How do we fix this? We should acknowledge that some statistics are sad and should be fixed. Corruption is rife, children are getting kidnapped, and there are areas without electricity, but we should not forget that these are problems that are not unique to the African continent alone. We should also remember the success stories. The giants of our culture and literature, the athletic heroes that have dominated and continue to dominate sports, and the progress we have made from ancient times.

The fact that certain cities are almost comparable to their western counterparts with luxurious hotels and electricity. The fact that some companies and leaders are beginning to prove that we are not a barren wasteland but that there are solutions to the problems we face. The fact that we have fashion and entertainment industries worthy of attention and that we really do know how to enjoy yourselves. We should celebrate this.

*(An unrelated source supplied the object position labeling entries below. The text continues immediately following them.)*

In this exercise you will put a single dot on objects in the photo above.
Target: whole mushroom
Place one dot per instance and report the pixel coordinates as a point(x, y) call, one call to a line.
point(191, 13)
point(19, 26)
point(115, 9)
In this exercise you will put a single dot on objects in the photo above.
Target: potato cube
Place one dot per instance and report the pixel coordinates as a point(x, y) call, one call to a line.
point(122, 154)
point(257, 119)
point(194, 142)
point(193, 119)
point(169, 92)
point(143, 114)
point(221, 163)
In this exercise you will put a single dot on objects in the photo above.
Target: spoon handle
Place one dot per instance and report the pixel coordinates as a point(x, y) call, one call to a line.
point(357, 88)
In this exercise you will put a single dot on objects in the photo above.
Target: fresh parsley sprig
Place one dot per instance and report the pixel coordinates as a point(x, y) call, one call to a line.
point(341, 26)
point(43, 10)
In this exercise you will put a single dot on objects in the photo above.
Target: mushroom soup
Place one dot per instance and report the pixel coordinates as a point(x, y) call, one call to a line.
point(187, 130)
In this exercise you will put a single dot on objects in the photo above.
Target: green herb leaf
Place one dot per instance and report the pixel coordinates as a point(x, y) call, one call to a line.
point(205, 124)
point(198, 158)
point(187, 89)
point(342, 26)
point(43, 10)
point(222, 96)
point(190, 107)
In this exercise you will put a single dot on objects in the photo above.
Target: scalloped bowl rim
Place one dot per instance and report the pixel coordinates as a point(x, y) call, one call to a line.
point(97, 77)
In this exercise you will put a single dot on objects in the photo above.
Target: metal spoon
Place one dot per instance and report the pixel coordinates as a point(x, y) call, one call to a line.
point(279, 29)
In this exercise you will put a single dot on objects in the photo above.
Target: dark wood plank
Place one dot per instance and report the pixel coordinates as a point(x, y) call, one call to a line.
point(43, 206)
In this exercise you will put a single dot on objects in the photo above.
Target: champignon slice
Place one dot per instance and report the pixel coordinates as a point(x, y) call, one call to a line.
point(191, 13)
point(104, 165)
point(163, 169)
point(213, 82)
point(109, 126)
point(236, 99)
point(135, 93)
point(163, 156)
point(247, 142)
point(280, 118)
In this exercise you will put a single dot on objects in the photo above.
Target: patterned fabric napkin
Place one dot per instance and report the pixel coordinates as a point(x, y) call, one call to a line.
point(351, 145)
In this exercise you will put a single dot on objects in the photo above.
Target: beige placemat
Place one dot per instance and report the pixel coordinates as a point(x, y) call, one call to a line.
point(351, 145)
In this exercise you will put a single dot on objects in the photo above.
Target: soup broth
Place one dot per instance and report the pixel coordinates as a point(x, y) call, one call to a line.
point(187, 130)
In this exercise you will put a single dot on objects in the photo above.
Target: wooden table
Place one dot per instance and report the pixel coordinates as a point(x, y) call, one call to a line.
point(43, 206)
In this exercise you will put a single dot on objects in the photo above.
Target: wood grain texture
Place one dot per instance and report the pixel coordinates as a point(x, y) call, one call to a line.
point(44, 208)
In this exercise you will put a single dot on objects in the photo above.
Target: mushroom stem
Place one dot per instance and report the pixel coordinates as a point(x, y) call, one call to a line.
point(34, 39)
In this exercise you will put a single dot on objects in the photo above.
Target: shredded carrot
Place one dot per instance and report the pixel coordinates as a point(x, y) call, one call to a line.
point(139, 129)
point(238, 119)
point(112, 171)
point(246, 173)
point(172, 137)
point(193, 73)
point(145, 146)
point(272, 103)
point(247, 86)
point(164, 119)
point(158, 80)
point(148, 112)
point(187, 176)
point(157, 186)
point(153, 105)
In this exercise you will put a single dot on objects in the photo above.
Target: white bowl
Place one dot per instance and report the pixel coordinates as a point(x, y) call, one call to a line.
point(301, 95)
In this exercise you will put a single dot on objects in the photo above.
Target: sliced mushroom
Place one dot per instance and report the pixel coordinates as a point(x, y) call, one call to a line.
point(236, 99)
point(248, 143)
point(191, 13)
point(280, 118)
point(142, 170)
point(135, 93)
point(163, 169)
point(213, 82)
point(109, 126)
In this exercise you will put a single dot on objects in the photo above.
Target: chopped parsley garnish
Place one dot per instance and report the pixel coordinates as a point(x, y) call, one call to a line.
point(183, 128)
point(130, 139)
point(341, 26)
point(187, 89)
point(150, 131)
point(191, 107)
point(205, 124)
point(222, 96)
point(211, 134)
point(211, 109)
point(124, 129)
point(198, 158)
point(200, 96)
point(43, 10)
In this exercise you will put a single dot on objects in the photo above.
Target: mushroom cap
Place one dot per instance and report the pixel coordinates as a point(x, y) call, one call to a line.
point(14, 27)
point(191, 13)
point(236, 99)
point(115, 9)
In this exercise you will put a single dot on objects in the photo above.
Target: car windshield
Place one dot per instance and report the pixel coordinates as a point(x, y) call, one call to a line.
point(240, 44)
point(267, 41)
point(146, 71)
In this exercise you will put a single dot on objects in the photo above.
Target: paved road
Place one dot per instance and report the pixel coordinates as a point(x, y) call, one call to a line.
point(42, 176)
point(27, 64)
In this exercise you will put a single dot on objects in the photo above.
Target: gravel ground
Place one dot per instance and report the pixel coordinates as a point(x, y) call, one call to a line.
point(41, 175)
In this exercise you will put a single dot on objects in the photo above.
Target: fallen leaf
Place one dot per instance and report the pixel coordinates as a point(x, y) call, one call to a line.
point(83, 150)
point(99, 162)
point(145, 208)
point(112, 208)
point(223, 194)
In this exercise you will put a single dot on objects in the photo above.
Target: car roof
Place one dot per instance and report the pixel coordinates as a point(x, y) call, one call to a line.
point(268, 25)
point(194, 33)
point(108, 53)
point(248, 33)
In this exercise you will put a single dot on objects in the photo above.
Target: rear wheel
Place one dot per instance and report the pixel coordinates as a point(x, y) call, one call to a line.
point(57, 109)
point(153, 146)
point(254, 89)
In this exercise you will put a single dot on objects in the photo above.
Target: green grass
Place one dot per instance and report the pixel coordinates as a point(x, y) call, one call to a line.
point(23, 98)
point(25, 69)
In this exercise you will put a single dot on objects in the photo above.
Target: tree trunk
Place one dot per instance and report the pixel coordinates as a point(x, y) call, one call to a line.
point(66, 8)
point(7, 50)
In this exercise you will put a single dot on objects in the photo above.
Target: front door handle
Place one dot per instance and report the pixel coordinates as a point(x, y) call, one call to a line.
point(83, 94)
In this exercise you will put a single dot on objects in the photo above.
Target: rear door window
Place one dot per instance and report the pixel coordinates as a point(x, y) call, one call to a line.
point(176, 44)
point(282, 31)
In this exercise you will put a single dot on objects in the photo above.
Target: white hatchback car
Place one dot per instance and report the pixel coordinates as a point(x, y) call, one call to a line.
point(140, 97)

At the African and Caribbean Society, we did this with an event called Showcase, where, in partnership with the Barts and the London African and Caribbean Society, we put on a talent show and competition with £300 in prizes. We celebrated hidden heroes and also had a tribute segment to those who had passed on in the year (Fallen Heroes). The Boffin Society also had an event which highlighted the issues with talking about race in the scientific community, dealing with stereotypes and explaining different phenomena. Events like these, with more varied and innovative examples of history, show a different side to Black History Month.

I believe that Black History Month is important because it helps those who haven’t had the chance to learn about a culture different to their own. Black History is still part of World History and is not more or less important than any of the other aspects we have. It also helps those of us in the diaspora know more about an area that will always, to a certain degree, be home. It also helps those who do not know about different cultures to learn and be intrigued. But more importantly, there are now universally held notions that need to be corrected and challenged.

This month gives us a mandatory opportunity to correct, inform, and educate those who need to be taught how different stories are from reality. There are many beautiful cultures in our world, and we should learn the truth about them all. Black History month may not be all encompassing of this, but it is definitely a good place to start.